劇場版 「空の境界(1-6章)」をみて。

Karanokyoukai2 現在、第6章までが劇場公開され、第7章も今年春(初夏?)の公開で完結する予定の『空の境界』。上映館は限られており、ゲイマーでもない地方在住者の私ではなかなか手の届きにくシリーズなのだが、幸運にも1-5章を纏めてみる機会を頂いた。
もともとは「アニメギガ」での鈴村健一さんの回で紹介され興味を持った作品。一応第1章だけはレンタルで視聴済。血が飛び散り、視覚で痛さを感じてしまうエグイ描写が度々登場する、あまり得意とはいえないジャンルの作品だったが、単なる猟奇的ホラー作品ではなく、謎めいた部分や独自の世界観が後を引く作品でもあり、是非にも次が見たいと思っていたところだったので、感謝しきりである。

原作を踏襲した公開順は、①「俯瞰風景」、②「殺人考察(前)」、③「痛覚残留」、④「伽藍の洞」、⑤「矛盾螺旋」、⑥「忘却録音」、⑦「殺人考察(後)」だが、時系列では②「殺人考察<前)」→「伽藍の洞」④→「痛覚残留」③→「俯瞰風景」①→「矛盾螺旋」⑤の順になる。(⑥・⑦はそのまま順番通りとのこと)。
先に1章(と6章)を観てフライングしてしまっている私だが、そもそも原作が思わせぶりに捻じれていることから、公開順でも時系列順でもどちらでも問題ないと言われ、DVDはとりあえず公開順でみることにした。ちなみに予備知識はアニメギガでの作品紹介程度しかない(※参考)
以下は素人の初見感想。観たまんまの雑感や推理と思って欲しい。

①「俯瞰風景」
●式&幹也と蒼崎燈子の関係、燈子の位置付けがさっぱり分らないまま話が進行して微妙においてけぼり。・・・ただし、燈子には並々ならない存在感とパワーを感じ、キーマンのひとりと想像。

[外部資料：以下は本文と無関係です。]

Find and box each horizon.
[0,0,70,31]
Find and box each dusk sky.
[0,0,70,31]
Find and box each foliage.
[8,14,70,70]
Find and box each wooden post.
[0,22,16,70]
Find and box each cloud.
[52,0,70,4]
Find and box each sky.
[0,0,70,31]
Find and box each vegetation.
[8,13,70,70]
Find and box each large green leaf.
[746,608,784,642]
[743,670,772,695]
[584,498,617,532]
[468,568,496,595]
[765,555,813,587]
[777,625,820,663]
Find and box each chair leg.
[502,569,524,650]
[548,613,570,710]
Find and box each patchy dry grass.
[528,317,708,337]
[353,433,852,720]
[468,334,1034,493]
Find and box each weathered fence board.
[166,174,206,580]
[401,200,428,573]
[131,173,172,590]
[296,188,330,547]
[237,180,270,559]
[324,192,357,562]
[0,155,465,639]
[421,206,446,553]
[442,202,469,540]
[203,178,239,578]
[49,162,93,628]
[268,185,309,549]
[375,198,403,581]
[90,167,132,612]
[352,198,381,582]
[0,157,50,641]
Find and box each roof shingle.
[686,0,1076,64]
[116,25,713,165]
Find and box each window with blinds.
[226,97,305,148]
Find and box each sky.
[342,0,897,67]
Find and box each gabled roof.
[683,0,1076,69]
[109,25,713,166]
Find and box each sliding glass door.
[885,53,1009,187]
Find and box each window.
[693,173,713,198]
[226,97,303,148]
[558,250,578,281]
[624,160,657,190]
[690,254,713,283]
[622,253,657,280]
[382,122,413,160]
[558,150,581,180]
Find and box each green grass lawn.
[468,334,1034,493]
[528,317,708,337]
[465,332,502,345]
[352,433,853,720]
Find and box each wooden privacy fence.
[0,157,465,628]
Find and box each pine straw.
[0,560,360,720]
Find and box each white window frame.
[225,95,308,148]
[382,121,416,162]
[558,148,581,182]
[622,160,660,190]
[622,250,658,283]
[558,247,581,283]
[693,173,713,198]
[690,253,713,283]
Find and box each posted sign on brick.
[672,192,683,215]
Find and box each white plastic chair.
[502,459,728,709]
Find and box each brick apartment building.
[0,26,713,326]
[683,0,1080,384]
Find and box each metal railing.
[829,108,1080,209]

●幹也がどんな仕事をしているのもわかっていないので、急に抜け殻になったことに何が起こったのまったく「?」となる。・・・事件に触れてアチラ側に連れて行かれたのだろうと想像するが、燈子や式にまるで焦りがないことから、大丈夫という根拠のない確信を持って見ていた感じ。

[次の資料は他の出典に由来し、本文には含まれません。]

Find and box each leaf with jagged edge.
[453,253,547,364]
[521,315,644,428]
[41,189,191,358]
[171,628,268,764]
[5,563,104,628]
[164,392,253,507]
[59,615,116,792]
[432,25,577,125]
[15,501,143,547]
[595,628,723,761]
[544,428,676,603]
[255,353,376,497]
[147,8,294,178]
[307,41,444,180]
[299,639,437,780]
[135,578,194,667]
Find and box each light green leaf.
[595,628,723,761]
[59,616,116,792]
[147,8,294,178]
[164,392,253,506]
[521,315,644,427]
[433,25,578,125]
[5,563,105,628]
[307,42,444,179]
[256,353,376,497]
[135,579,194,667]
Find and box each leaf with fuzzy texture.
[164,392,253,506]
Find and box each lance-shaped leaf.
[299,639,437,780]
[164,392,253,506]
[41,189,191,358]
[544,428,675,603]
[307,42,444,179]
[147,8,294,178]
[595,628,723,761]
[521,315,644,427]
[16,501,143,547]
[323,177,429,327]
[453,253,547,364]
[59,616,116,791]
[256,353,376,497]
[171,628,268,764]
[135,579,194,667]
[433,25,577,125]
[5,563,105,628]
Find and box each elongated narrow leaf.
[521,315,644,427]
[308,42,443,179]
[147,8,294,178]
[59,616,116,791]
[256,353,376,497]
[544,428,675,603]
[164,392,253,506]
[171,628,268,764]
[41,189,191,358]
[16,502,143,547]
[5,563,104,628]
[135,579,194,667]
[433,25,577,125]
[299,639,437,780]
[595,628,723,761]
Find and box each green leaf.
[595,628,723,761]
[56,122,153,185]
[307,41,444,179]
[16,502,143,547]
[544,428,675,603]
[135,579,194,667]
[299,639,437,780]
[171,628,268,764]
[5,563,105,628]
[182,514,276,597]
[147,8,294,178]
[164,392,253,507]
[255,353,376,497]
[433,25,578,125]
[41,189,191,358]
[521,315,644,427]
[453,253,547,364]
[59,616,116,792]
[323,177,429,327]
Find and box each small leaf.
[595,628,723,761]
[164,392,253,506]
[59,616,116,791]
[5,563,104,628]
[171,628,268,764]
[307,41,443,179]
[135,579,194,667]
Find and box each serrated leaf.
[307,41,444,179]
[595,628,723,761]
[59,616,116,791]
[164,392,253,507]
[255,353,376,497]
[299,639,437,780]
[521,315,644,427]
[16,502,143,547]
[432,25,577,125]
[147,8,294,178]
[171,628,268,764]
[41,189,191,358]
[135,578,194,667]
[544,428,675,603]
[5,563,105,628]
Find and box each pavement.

●式の”直死の魔眼”の概念は予備知識をそのまま受け入れるが、式の本質や能力を良く理解していない為、アクションシーンでの会話の意味が全然分らない。さらに、左手が義手だと知らなかった為に本気で焦った。・・・義手の修理が燈子の仕事と判明し、式の能力や奇怪なものとは深く関わりのある存在だと知り、少し燈子が見えてきた。作業場に並ぶ人形には『イノセンス』を彷彿。

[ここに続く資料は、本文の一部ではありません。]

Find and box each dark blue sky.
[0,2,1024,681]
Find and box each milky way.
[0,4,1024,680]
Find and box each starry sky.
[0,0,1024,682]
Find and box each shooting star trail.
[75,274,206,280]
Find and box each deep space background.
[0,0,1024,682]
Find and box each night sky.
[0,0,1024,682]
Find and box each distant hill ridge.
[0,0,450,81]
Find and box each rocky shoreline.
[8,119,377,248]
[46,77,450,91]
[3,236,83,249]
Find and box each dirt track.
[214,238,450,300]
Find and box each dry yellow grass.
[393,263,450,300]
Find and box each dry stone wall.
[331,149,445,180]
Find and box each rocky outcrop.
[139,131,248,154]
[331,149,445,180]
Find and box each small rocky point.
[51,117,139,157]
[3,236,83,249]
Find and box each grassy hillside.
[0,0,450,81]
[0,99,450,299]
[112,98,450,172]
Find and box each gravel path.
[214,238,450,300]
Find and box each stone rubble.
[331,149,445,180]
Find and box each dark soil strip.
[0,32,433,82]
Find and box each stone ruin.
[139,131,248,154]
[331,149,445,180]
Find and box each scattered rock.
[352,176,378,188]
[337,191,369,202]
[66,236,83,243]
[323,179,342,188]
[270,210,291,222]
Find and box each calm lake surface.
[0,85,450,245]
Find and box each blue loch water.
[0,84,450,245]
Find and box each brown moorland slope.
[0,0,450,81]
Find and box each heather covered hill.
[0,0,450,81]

●巫条霧絵の言う、毎日花束を持って病院を訪れる男の子が幹也だとは察するが、誰が入院しているのか謎に思う。・・・おそらく式だと想像するが、だとすれば義手の式は誰?心も身体も分離した?と疑問が生まれてしまう。なにせ全く知らないからね(笑)
②「殺人考察(前)」
●幹也と出会った頃の式の言葉遣いの違いにアレ?と思う。式の正体(理屈)は分かるのだけど、どうも織と式の区別が付かない。・・・実は未だに良くわかっていなかったりする。違いがイマイチ呑み込めていないからだろうが、どう考えても同じ人間にしか思えなくて...。
●襲ったのはどっち?ためらったのはどっち?それともまったく別のもの?・・・幹也は殺されることなく、代わりに式が重傷という、すっぽりと数分が抜け落ちたままでのブツギリのラストには「ええーっ」となる。
・・あとは、特殊な事情を除けば”ボーイミーツガール”という定番だなーって、微笑ましく思っていたけれど。
●予告編では、第6章「忘却録音」で見覚えのある、鮮花と同じ制服にあれ~?
③「痛覚残留」
●冒頭からツイにコレが来たかとげんなり。・・・しかし、彼女の異常性は見てのとおりと思い、偶然彼女を拾った幹也の傍をあっけなく離れてくれたことにホッとした。
●怪死事件での「捻じ切られた四肢と首」から、式の義手の原因はコレだったかと思いあたってニッコリ。もちろん予想は的中。・・・1章で義手を壊した時の、燈子の「浅上藤乃の事件から1ヶ月なのに・・・」という発言を思い出したので、全体的には経過と顛末、アクションをただ見ていた感じではあるが。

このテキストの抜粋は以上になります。